His words hint at what was later described as the ‘Sparks Effect’ - the increase in passengers that followed successful electrification schemes. BR London Midland Region General Manager Henry Johnson reported in 1968 that traffic rose 59% on London-Manchester and 60% on London-Liverpool services in the first four weeks after they converted to electric trains. Receipts rose 53% and 47% respectively. Over the first year both routes experienced increases in passengers of around 55% and increases in receipts of around 39%.

Yet it was Johnson who had suspended West Coast Main Line electrification when he was appointed to the top LMR job in 1962. What today might be called a ‘pause’ took place, to allow a project review to check whether it was justified. The review cost the project a year and led to some quieter lines being dropped. 

For his part, Aspinall electrified two routes: Liverpool-Southport/Crossens/Ormskirk and Manchester-Bury-Holcombe Brook. While Holcombe Brook closed in 1960 having lost its electrification in 1951, today Manchester Metrolink runs electric trams to Bury while Merseyrail runs EMUs to Southport and Ormskirk (Crossens closed in 1964).

They could be described as the exceptions to a rule that electrification is often talked about but rarely implemented. Consider that the North Eastern Railway had plans in 1919 to wire York-Newcastle. The Great Western Railway commissioned a scheme in 1927 to electrify Taunton to Penzance. Bringing electric trains to the Great Northern suburban network from King’s Cross was considered as far back as 1903, but it was 1976 before passengers were carried on electric trains (the same Class 313s in which they travel today).

Despite offering good returns - a 1981 report by the Department of Transport and the British Railways Board reckoned 11% - the history of electrification contains more cancellations than openings. As former Network Rail electrification expert Peter Dearman told an Institution of Mechanical Engineers (IMechE) conference in June 2015: “When the cost goes up or the economy goes down, enthusiasm wanes.”

And costs have certainly gone up. Network Rail’s Great Western scheme has risen from £1.6 billion in 2014 to £2.8bn in 2015. When it was first announced in 2009, the Department for Transport had put the cost at £1.1bn, including a separate Liverpool-Manchester scheme.

Secretary of State for Transport at the time was Andrew Adonis, who said: “Over the medium term this £1.1bn investment in electrification will be self-financing, paying for itself through lower train maintenance, leasing and operating costs. This means that this investment can take place without reducing already planned infrastructure enhancement work.”
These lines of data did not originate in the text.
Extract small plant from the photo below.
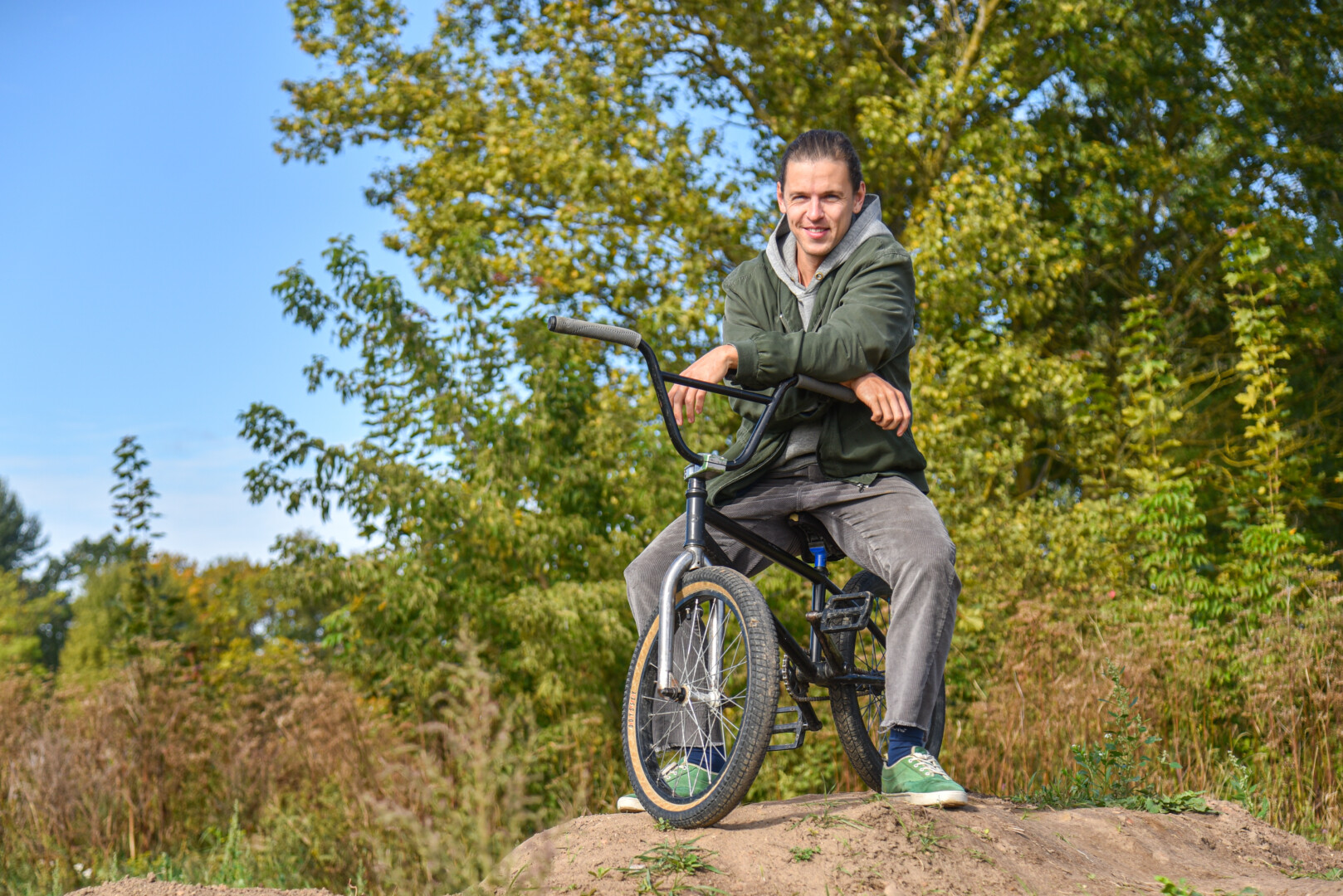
[1156,874,1202,896]
[896,816,945,853]
[789,799,872,830]
[621,837,722,894]
[1223,750,1267,818]
[1013,662,1210,814]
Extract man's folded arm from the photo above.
[724,251,915,388]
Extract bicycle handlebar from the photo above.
[545,314,858,470]
[545,314,643,348]
[798,373,858,404]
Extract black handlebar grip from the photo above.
[798,373,858,404]
[545,314,643,348]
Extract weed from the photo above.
[1287,859,1343,880]
[896,816,947,853]
[1222,750,1267,818]
[1156,874,1202,896]
[789,799,872,830]
[1013,662,1211,818]
[622,837,722,894]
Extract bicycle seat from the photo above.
[789,514,845,560]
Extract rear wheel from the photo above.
[623,567,779,827]
[830,570,947,792]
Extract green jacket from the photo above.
[709,204,928,505]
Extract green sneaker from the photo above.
[662,762,717,799]
[881,747,969,806]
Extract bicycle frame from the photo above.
[547,317,886,704]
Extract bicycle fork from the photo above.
[658,472,722,704]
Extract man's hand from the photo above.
[667,345,737,426]
[845,373,913,436]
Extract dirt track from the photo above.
[68,794,1343,896]
[497,794,1343,896]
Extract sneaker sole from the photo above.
[615,796,647,813]
[882,790,969,809]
In its 2009 electrification strategy, NR said: “Two schemes - the Great Western Main Line and the Midland Main Line - have particularly high BCRs without dependency on further electrification. In the case of Midland Main Line the value is technically infinite given that it involves a net industry cost saving rather than a cost. 

“The Great Western Main Line BCR lies in the range from ‘high value for money’ to ‘financially positive’ over the appraisal period, depending upon IEP cost assumptions. There is an upfront investment requirement for Network Rail which is potentially offset by lifetime cost savings, largely in the costs of train operation.”

Tripling the bill hugely extends the payback period. When consultant Merz and McLennan analysed a London-Doncaster-Leeds/Lincolnshire lines scheme for 1931’s Weir Report, it found a return of 7.2% on a capital outlay of £8.6 million. Tripling that outlay cost cuts the return on capital to 2.4%. 

Yet NR’s 2009 strategy makes little reference to infrastructure costs as a driver of BCRs, and instead concentrates on how rolling stock costs might change. Taking an optimistic tone, it suggests: “Network Rail, working with its supply chain, would develop efficient delivery mechanisms to ensure the work would be undertaken at low benchmarked unit costs with minimal disruption to users.”

It’s not hard to imagine that had the DfT not already signed an expensive contract for electric trains, the whole GW project would have been cancelled. That today’s politicians continue to support rail’s plans would surely amaze their predecessors. It should shame railwaymen, because they don’t deserve that support having presided over such an increase in costs.